Hey all, I've been doing quite a bit of SEO on my site for the past 2 months, and I've managed to get myself a nice ranking boost. I've done nothing evil, mostly updating my content with keywords, and doing some mod_rewrite things to keep my URL's nice. Now I've been running some different tools and many of them complain because my site has about 80 graphics on it, all without alt tags. (These graphics make up the borders around my flash, my footer, etc...) My question is, should I place alt tags on these images and fill them with keywords? I believe this would help ranking, but I wouldn't want to have TOO many keywords on a page, either. Another thought I had would be to randomize the keywords that are placed in the alt tags via PHP. I could choose from a list of 500 "phrases" and randomly drop them into the image alt tags. Would this take things too far? Should I leave those images without alt tags? Any insight would be great here... DS
Yes, I think ALT-tags should be filled with KWs. Perhaps you can use variants of one particular page-relevant KW in order not to get too spammy on that page.
Wrong. Alt tags should be used to describe the image in question. Not to stuff keywords in. KW stuffing will hurt you more in the long run, and will also do little to nothing for your rankings in the short term.

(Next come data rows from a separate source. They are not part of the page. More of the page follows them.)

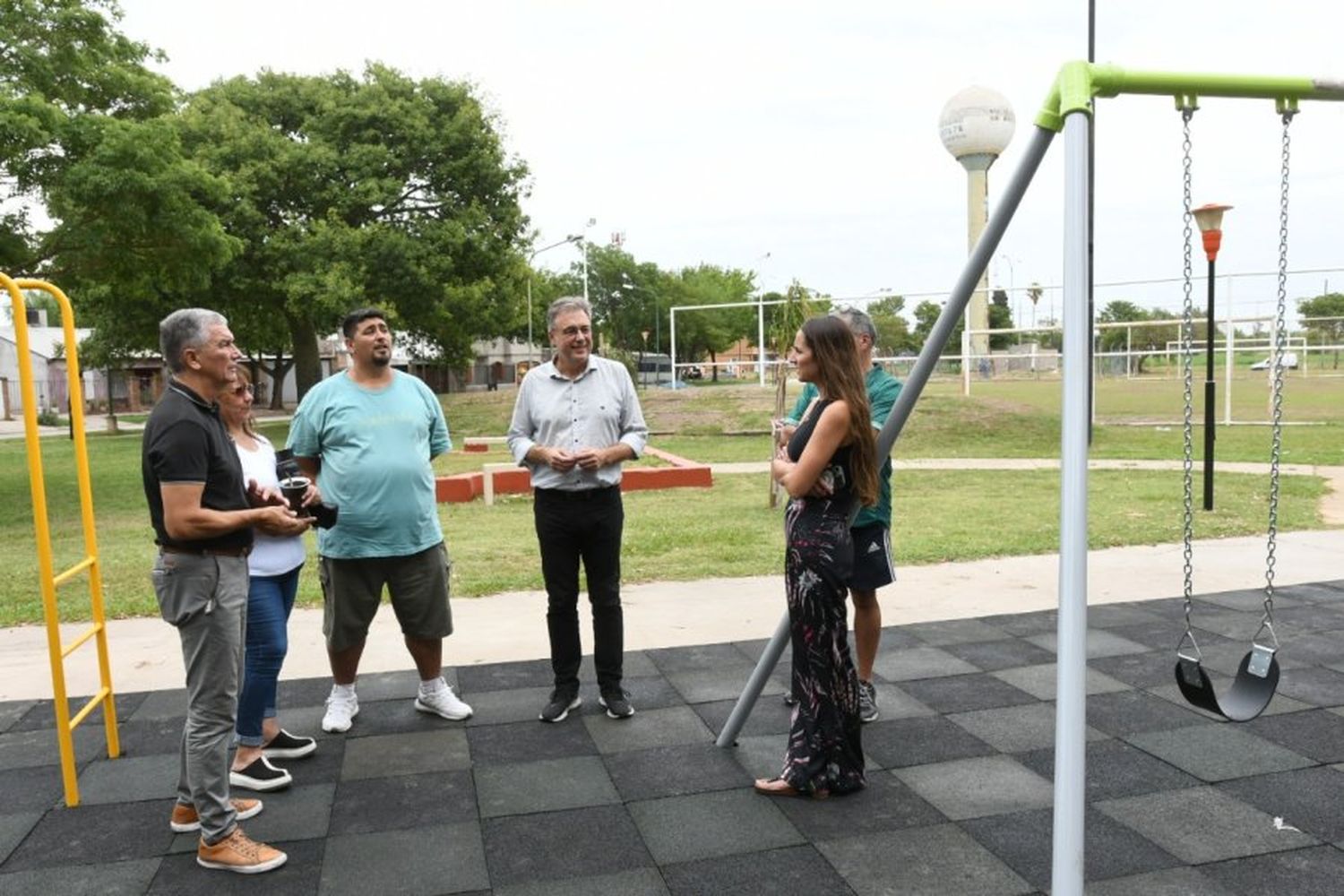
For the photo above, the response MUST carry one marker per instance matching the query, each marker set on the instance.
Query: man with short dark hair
(575, 419)
(367, 437)
(874, 562)
(203, 513)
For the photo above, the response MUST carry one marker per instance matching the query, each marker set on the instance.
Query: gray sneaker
(867, 702)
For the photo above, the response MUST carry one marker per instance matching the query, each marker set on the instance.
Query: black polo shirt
(187, 443)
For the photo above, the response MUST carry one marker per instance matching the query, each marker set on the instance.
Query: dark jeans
(269, 600)
(573, 525)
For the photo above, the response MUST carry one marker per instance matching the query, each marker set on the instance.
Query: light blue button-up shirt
(594, 410)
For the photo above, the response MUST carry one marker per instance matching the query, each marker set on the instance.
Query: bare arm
(800, 477)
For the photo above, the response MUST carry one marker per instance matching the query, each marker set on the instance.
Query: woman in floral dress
(828, 468)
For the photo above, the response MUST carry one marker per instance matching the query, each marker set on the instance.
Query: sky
(800, 140)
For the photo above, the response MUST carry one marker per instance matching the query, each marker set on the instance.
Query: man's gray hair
(857, 322)
(183, 330)
(566, 304)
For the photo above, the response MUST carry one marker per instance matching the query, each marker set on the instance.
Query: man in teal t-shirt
(367, 435)
(873, 557)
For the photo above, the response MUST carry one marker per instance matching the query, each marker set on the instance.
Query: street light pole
(1210, 220)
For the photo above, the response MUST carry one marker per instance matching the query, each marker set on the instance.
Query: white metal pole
(1072, 640)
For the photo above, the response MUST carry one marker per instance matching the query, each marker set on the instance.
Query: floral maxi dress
(824, 750)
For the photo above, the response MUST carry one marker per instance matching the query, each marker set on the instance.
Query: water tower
(976, 126)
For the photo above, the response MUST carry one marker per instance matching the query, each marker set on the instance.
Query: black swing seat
(1250, 692)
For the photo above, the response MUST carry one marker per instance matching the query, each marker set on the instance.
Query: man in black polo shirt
(203, 514)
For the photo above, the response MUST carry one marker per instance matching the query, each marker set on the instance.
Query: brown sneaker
(239, 853)
(185, 818)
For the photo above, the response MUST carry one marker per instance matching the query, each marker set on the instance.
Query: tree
(894, 335)
(1324, 332)
(357, 191)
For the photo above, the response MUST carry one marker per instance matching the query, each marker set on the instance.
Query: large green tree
(360, 190)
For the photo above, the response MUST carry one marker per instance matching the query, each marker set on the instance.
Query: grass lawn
(725, 530)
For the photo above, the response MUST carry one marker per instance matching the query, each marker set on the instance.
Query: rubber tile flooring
(959, 796)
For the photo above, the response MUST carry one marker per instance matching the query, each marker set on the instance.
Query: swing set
(1067, 110)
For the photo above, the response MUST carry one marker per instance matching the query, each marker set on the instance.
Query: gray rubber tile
(1202, 825)
(1099, 643)
(992, 656)
(113, 879)
(408, 754)
(13, 828)
(1115, 769)
(1218, 753)
(978, 788)
(914, 742)
(547, 785)
(884, 804)
(1040, 681)
(131, 778)
(940, 634)
(1306, 799)
(680, 829)
(661, 771)
(1303, 872)
(645, 729)
(529, 740)
(1174, 882)
(1015, 728)
(962, 694)
(797, 869)
(919, 662)
(578, 842)
(440, 858)
(1023, 841)
(921, 861)
(642, 882)
(402, 801)
(94, 834)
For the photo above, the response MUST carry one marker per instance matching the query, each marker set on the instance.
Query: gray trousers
(206, 598)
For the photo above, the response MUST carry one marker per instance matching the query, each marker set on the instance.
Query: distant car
(1289, 362)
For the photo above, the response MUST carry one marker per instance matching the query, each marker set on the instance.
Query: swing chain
(1187, 338)
(1279, 344)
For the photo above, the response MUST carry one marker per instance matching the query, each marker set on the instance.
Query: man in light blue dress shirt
(575, 419)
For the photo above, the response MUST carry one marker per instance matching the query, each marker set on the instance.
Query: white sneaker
(444, 702)
(340, 711)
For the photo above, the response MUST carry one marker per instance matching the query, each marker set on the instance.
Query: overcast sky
(723, 132)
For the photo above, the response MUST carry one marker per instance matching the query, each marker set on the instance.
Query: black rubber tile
(437, 858)
(118, 879)
(796, 869)
(1116, 769)
(674, 771)
(1023, 841)
(962, 694)
(96, 834)
(529, 740)
(402, 801)
(1008, 653)
(1306, 799)
(1316, 734)
(722, 823)
(182, 876)
(505, 676)
(1303, 872)
(914, 742)
(884, 804)
(578, 842)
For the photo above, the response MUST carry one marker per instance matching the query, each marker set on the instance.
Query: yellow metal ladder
(48, 578)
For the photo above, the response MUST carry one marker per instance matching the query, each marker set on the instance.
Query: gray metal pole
(914, 384)
(1072, 654)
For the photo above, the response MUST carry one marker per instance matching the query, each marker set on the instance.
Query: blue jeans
(269, 600)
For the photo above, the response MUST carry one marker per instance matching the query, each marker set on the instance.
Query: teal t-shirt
(883, 390)
(375, 449)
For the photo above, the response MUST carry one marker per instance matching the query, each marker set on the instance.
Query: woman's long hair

Well, that was exactly my question, but it still is not answered. The tools I have seen try to get you to keep your image alt tags at a high kw density, but when you have a site that is made up of 100's of little border-images, an alt tag does not make sense. Obviously I do not want to do any black-hat SEO, since I've proved thus far that I can make significant gains in the SERPs just by adjusting my content, URL's, and title tags, with little to no effect on the end user's readability of the site. But at the same time, I do not want to be penalized for tons of images w/o alt tags. My standard practice thus far has included using alt tags on any image that has a "theme" to it, and pluggin in proper keywords there, but would those not be diluted by the other images that lack alt tags? I am trying to find a happy-medium here, without feeling spammy, nor hurting my users experiences. (I have far too many active visitors daily to make them mad, since they pay my bills...) DS
The alt tags on your images should contain KWs if it is relevant to that picture. ie. if the image is a product then use the product name, which is probably your KW, or use the KW and product name. Some people have software that reads the page to them and this software reads ALT text to describe images to them. This is why I like to either describe what the picture is or use some (not stuffing full of) KW to let google know. I would think this would help with Google Image searches as well. And you should definitely use ALT text for images that are links. Especially graphical menus. This would almost act like anchor text for the image link. Although not weighted as heavily by Google I'm sure. These seem to be the practices I go by because it makes it useful to everyone who visits and SEs. But this doesn't mean this is the best option for SEO, as I am no master at SEO. But I do get good results.
darqShadow, if you want to be politically correct then all your images should have alt-tags, and they 'should' have relevant descriptions..slighly exagerated perhaps. However if it is for border image you should have a blank alt tag..i believe the code is alt=" " sometimes people use alt="" but i`m pretty sure thats wrong. hope this helps. GEM
You can get done nowadays for not enabling your site for disabled people. ALT tags are indeed just for that. Describe the image in a grammatically correct, easy to read and accurate sentence. This will normally result in keyword rich tags anyways because your images are likely to be relevant. However, you are talking about hundreds of spacers. Obviously, someone with a screen reader isn't waiting for the voice to read our millions of KWs from those. I would combine it. Just say something like 'MyDomain MyServiceorProduct(KW) image spacer'. This way you may benefit from the extra KWs but still mention it's a spacer, not pissing off access standards groups etc. It still won't be nice to listen to but at least you've done something in both parties' interest.